6. The method for preparing the silver-based antibacterial masterbatch according to claim 2, wherein the method comprises the following steps: in the step (4), the mass concentration of the 1.0 generation hydroxyl-terminated PAMAM complex silver ions in the dihydric alcohol is 10-20%; the dihydric alcohol is one of ethylene glycol, propylene glycol and butanediol.

7. The method for preparing the silver-based antibacterial masterbatch according to claim 2, wherein the method comprises the following steps: the catalyst in the step (5) is a compound of antimony or titanium, and the dosage of the catalyst is 0.005-0.05 wt% of the mass of the terephthalic acid; the molar ratio of terephthalic acid to glycol is 1: 1.2-1.5.
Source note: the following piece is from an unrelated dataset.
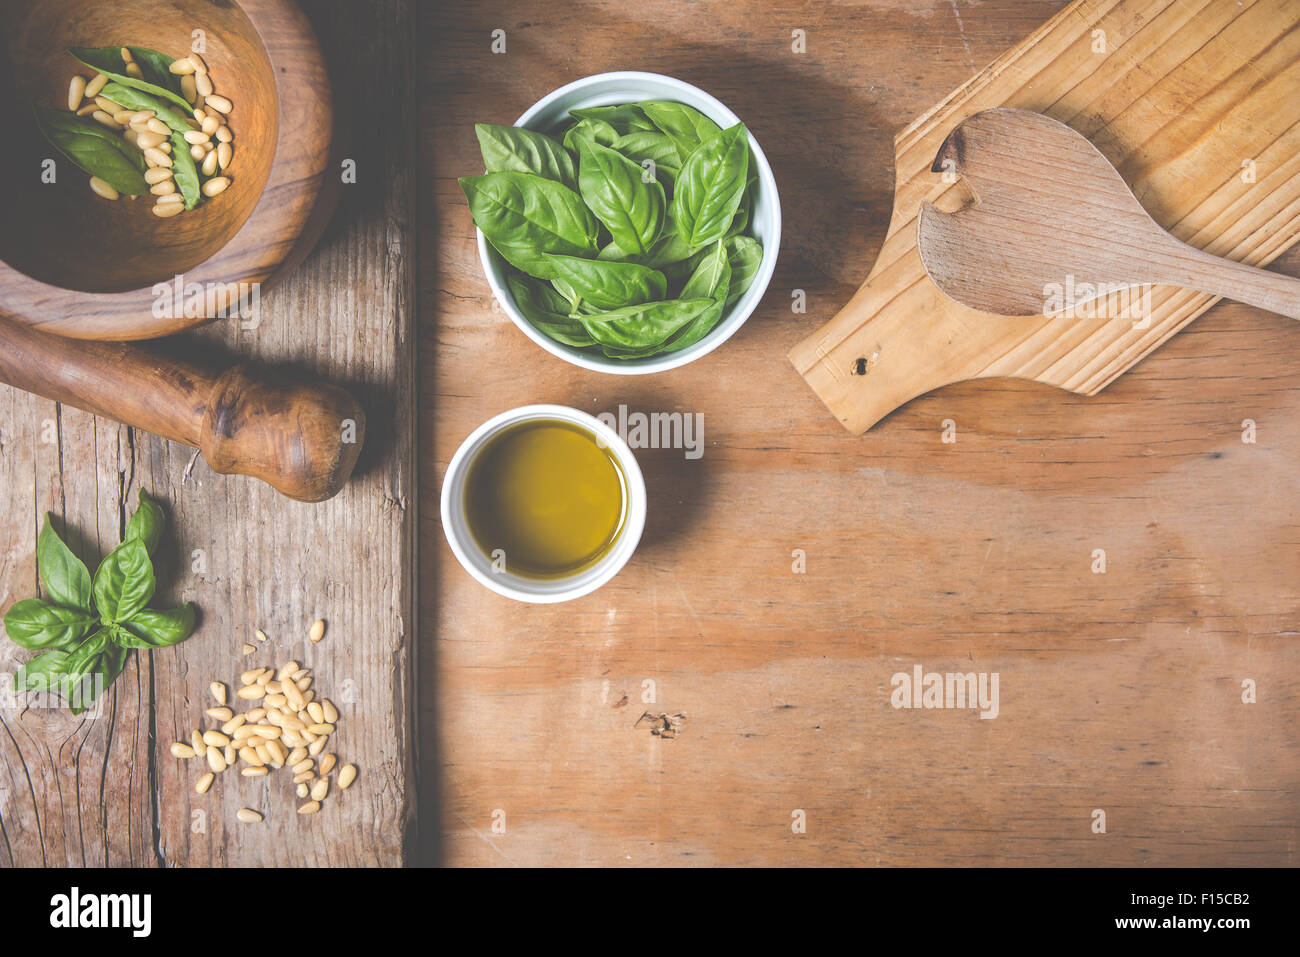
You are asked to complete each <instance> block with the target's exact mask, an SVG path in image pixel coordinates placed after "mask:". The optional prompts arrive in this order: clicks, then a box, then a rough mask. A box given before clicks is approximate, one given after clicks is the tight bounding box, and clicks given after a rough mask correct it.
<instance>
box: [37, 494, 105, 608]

8. The method for preparing the silver-based antibacterial masterbatch according to claim 2, wherein the method comprises the following steps: in the step (5), the esterification reaction temperature is 220-260 ℃, and the esterification pressure is 0.1-0.3 MPa; the polycondensation reaction temperature is 260-285 ℃, and the polycondensation pressure is that the vacuum degree is less than or equal to 100 Pa; the intrinsic viscosity of the polyester is 0.1-0.5 dL/g.

9. The method for preparing the silver-based antibacterial masterbatch according to claim 2, wherein the method comprises the following steps: the temperature of the extrusion granulation screw in the step (6): the first region is 220-.